A Shipping Container for Ideas?
As I described in this earlier article, iPOV believes that video offers special benefits to the communication of ideas across distance, culture and language. If we use video as part of the communication package, it can retain its integrity across the full communication sequence:

In other words, video is a standard shipping container for knowledge! Video can convey accurate information without words. You can see the power in this YouTube movie: Japanese instructions on how to peel a potato in 2 seconds. Even if you don't speak Japanese, you can probably figure out how to copy their method. There are enough visual cues to remove most of the uncertainty. The words, if anything, just distract and get in the way. In the following examples, a video 'how-to' is delivered in three different language contexts. The video clip remains the same. Even though the accompanying text and commentary traverse the traditional translation process, the information contained in the video was packed and sealed when the video was made. The video portion will always convey the same message and will always act as a contextual check on the accompanying text and commentary. In fact, the text and commentary in this example represent little more than elaborate shipping labels. Try turning the sound off on your computer and watching the clips again.

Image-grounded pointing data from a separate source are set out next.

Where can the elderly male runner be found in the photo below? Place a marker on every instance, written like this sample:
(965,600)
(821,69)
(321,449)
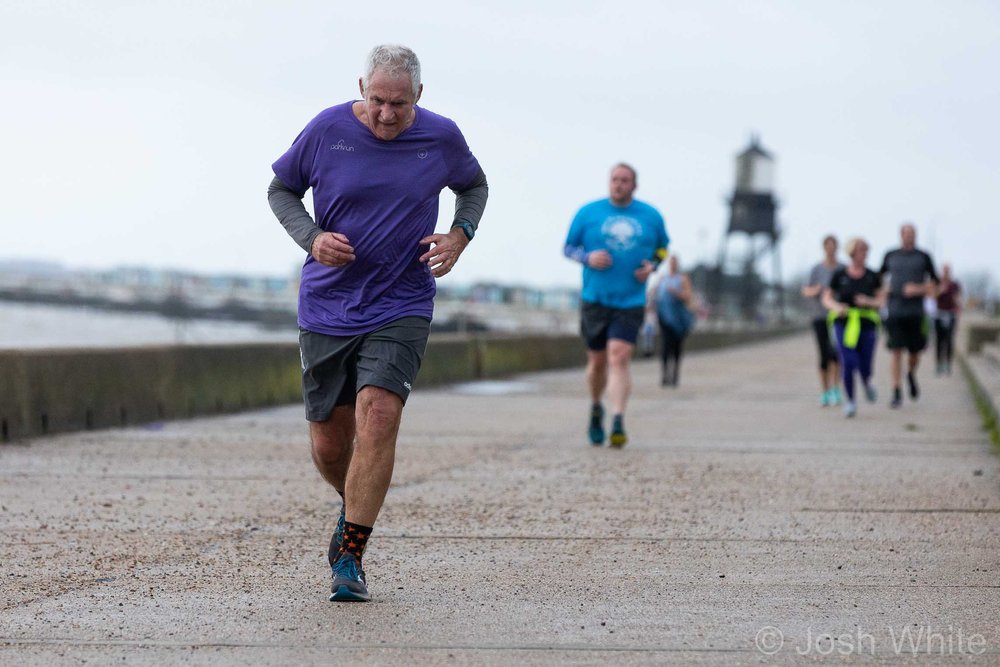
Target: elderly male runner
(376,167)
(619,241)
(912,277)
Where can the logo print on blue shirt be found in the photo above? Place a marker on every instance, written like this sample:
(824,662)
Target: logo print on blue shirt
(621,232)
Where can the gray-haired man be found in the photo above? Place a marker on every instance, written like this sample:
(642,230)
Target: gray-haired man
(376,167)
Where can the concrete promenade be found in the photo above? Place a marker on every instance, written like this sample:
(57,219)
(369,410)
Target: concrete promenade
(742,524)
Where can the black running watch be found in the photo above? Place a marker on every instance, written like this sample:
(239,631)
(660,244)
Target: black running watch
(467,229)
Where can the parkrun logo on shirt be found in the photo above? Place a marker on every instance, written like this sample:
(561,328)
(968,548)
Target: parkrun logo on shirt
(341,146)
(621,232)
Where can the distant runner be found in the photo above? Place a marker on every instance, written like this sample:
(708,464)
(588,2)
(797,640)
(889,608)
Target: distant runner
(853,299)
(912,277)
(829,361)
(619,241)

This example makes a strong case for the "video as container" idea. There will be many other types of information that are not as easily packaged in an visual format as this physical procedure. Nonetheless, adding video to any communication will put some fraction of the total message into a package that will guaranteed the contents throughout the journey. Even if most of the message is more easily captured in text, an accompanying video clip will increase the odds that the recipient will put the message in context.

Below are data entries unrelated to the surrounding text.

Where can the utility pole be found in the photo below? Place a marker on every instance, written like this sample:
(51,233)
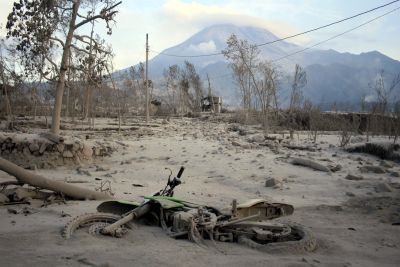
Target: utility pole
(147,79)
(210,97)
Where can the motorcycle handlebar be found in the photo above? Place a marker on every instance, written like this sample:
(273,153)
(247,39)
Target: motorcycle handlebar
(180,172)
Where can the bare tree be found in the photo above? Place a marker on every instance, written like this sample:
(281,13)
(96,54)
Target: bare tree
(243,58)
(266,90)
(296,96)
(37,27)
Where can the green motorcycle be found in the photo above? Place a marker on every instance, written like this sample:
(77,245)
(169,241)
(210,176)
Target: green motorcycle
(249,223)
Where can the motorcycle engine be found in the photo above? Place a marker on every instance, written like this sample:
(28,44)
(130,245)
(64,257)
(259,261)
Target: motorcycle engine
(181,220)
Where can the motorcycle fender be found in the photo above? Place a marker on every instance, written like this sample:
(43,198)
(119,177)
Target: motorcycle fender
(266,209)
(118,207)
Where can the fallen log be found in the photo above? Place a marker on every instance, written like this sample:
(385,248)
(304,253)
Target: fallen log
(294,147)
(36,180)
(311,164)
(53,137)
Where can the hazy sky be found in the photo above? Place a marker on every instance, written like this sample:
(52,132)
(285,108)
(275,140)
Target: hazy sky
(170,22)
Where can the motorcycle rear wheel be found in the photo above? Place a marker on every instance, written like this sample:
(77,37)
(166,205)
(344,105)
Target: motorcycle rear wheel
(299,241)
(90,220)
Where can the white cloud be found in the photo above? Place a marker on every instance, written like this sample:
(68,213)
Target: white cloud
(203,48)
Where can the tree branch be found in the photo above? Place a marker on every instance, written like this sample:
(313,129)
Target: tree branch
(103,15)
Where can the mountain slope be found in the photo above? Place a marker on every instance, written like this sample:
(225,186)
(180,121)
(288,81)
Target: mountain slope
(332,76)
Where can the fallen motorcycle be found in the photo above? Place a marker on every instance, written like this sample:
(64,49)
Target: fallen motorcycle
(249,223)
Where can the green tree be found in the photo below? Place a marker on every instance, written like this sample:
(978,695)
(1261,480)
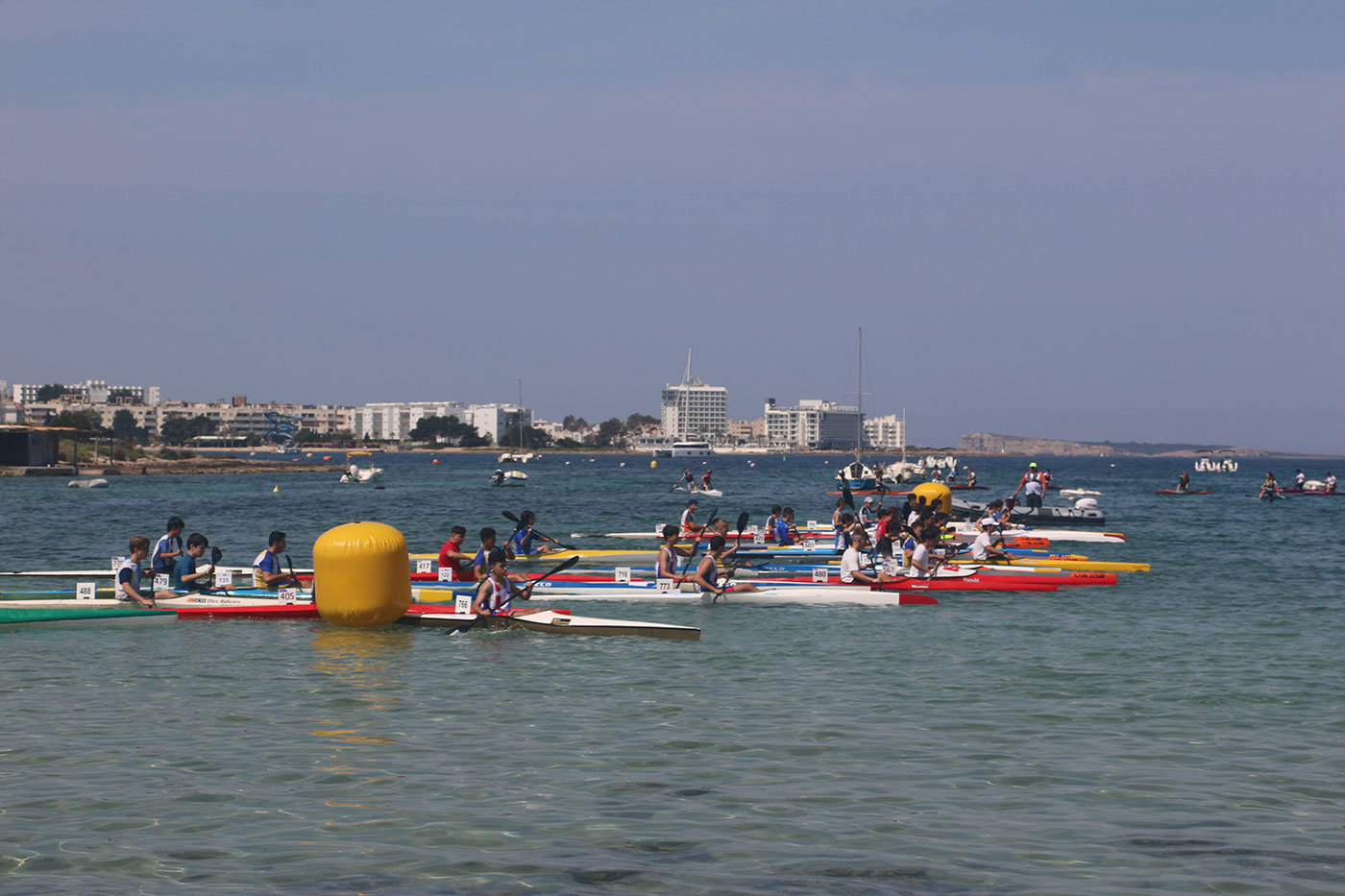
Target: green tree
(124,425)
(609,432)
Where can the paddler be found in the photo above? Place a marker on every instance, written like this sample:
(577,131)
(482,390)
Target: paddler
(853,561)
(497,593)
(689,517)
(669,553)
(784,529)
(128,576)
(984,546)
(868,512)
(185,574)
(1032,485)
(524,536)
(452,557)
(168,547)
(706,576)
(266,569)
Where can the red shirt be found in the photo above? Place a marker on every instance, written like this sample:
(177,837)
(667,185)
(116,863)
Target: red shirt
(461,568)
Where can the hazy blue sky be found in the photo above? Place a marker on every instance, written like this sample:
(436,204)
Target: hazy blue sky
(1065,220)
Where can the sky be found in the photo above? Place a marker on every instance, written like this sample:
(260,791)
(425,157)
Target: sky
(1079,221)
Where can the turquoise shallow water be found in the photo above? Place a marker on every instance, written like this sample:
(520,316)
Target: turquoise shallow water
(1179,734)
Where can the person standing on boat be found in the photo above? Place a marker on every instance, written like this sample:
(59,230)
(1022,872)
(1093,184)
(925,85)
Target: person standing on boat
(853,561)
(689,517)
(524,536)
(706,576)
(784,530)
(168,547)
(869,513)
(452,557)
(266,570)
(128,576)
(1032,485)
(184,573)
(669,553)
(495,594)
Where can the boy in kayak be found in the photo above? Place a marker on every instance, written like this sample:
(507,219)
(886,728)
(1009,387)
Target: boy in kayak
(853,561)
(266,572)
(495,594)
(525,534)
(168,547)
(706,576)
(784,530)
(128,576)
(451,556)
(185,573)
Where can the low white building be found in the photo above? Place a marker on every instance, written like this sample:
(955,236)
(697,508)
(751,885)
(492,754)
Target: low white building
(813,423)
(888,433)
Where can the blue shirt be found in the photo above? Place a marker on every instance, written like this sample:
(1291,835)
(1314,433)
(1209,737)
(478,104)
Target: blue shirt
(185,566)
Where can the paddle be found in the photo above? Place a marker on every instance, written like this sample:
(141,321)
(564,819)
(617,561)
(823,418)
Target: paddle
(561,567)
(518,525)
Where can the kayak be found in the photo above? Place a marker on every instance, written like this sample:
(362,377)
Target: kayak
(554,621)
(43,617)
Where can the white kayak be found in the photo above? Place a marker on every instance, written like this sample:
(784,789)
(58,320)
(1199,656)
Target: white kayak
(555,623)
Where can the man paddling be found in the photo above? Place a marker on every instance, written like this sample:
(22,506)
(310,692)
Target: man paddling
(706,574)
(525,536)
(853,561)
(452,557)
(128,576)
(1032,485)
(185,573)
(495,594)
(266,569)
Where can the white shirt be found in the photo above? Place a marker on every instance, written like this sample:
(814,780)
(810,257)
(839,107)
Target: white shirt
(850,563)
(921,554)
(981,545)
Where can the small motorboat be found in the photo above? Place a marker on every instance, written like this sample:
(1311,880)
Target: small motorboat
(356,472)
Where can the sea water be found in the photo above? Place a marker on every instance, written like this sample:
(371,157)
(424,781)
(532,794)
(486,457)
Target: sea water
(1181,732)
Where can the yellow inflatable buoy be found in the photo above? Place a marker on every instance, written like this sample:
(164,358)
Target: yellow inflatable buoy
(362,574)
(932,492)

Most of the infrastructure and technology to efficiently handle video is already in place. Many tools exist on the public Internet (e.g., YouTube). Hosts of other tools are being developed by web companies, software vendors and in open source projects. For its part, iPOV has developed and assembled a uniquely comprehensive toolkit that is specifically tailored to speed and facilitate this process, including our Video Translation Transformation and our Video Sharing Portal.
Bottom Line
I believe that our global economy is on the verge of an information revolution that will be as profound as the one that transformed goods transportation in the past 30 years. It will take a while for the opportunity to sink in, but gradually people will discover how much it will pay to explain things in a visual form. Adding an informal video to a technical communication will make it more likely that the message will get through and iPOV is aggressively developing the 'virtual' trucks, trains, ports and cranes to handle this new type of information cargo.